Fora das empresas recrutadoras, o processo seletivo é feito por meio de convite a executivos que já atuam na área ou que conheçam bem o mundo corporativo. "São ex-diretores de bancos e de grandes empresas. Mas também trabalhamos com jovens talentos que formamos durante as operações", afirma Luis Alberto de Paiva, sócio da Corporate Finance Investimentos e Participações, envolvida em 32 casos de compra e venda de companhias, dos setores de embalagens, alimentos, serviços e tecnologia.

 

Focada no midle market, a Corporate Finance fechou quatro contratos em 2008 e deve encerrar 2009 com cinco ações de fusões e aquisições. Com uma equipe de 22 profissionais, mantém operações em Porto Alegre, Curitiba e São Paulo, além de um escritório em Portugal. Para pertencer ao quadro da empresa, o analista de M&A deve ter olho clínico para perceber oportunidades lucrativas e antecipar tendências de mercado.

 

Já a área de fusões e aquisições do escritório Trench, Rossi e Watanabe Advogados espera um crescimento de 10% nos negócios, este ano. "Temos 45 operações em andamento nos setores de agronegócios, varejo, seguros e energia", detalha a sócia da banca, Cláudia Prado. "A tendência é de aumento de compras na área de infraestrutura, por conta da Copa do Mundo e das atividades do pré-sal, além de ações com fundos de private equity."

 

Entre janeiro e dezembro de 2008, o Trench, Rossi e Watanabe concluiu 38 operações de fusões. Este ano, já foram concretizadas 20 ações. Durante o período de crise, a banca não demitiu ninguém de M&A e, recentemente, efetivou três estagiários, contratados como advogados juniores. O escritório tem cerca de 40 especialistas no setor.

 

Além de conhecimento em direito, Cláudia chama a atenção para outros requisitos. "O conhecimento da indústria do cliente é cada vez mais importante para que o profissional preste uma boa assessoria. É fundamental também ter habilidade em negociação". Em dezembro de 2008, a banca assessorou a empresa americana Archer Daniels Midland Company (ADM), do setor de agronegócio, para a aquisição de 49% do capital da Central Cabrera Energética Açúcar e Álcool e 80% da Bela Vista Bio Etanol.
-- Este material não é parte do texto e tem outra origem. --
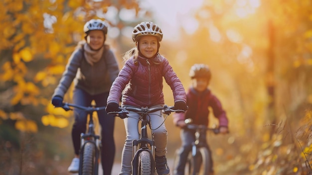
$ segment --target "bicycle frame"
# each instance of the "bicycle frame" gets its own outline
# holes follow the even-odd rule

Em julho, ajudou a Fiberweb na operação de joint venture com a Petropar. "A contratação na área depende da descoberta de talentos experientes."

 

Segundo Peter Anderson, sócio-diretor da ARC Executive Talent Recruiting, a profissão de M&A pode ser dividida em dois grupos: os que originam os negócios e aqueles que executam as transações finais. "As principais características do primeiro time são a capacidade de vislumbrar oportunidades e ter acesso aos dirigentes das empresas, além de um histórico de realizações que confira credibilidade". Entre os que finalizam os projetos, deve-se mostrar capacidade de gestão e uma longa lista de negócios concluídos.

 

É o caso do executivo João Teixeira, vice-presidente de corporate do Santander Brasil e responsável pela área de fusões e aquisições do banco. Teixeira acompanha o segmento desde o início das privatizações do sistema Telebrás, nos anos 1990. No banco desde 2002, chefia 20 profissionais entre economistas, administradores, engenheiros e advogados. "É preciso saber usar técnicas de avaliação e negociação, além de fazer com que os atores da operação confiem plenamente em você."

 

No Santander, a equipe de Teixeira participou dos acordos JBS-Bertin e Petrobras-Suzano. "Além de facilitar acordos de compra, o profissional da área ainda pode se envolver com a reestruturação de empresas, atração de investimentos diretos no Brasil e com a internacionalização de companhias nacionais."

 

Para os especialistas, o trabalho de M&A também não acaba com a assinatura dos contratos - dependendo do porte das empresas, uma transação de fusão ou aquisição pode durar de seis meses a um ano. Depois da fusão, as organizações querem que o executivo de compra e venda apresente resultados como o aumento das receitas em um curto espaço de tempo, ampliação do market share e injeção de capital para novos investimentos. "Nesse estágio, o profissional já passa a ser um analista em planejamento financeiro", diz Felippe Mendes, consultor da Alpen Executive Search.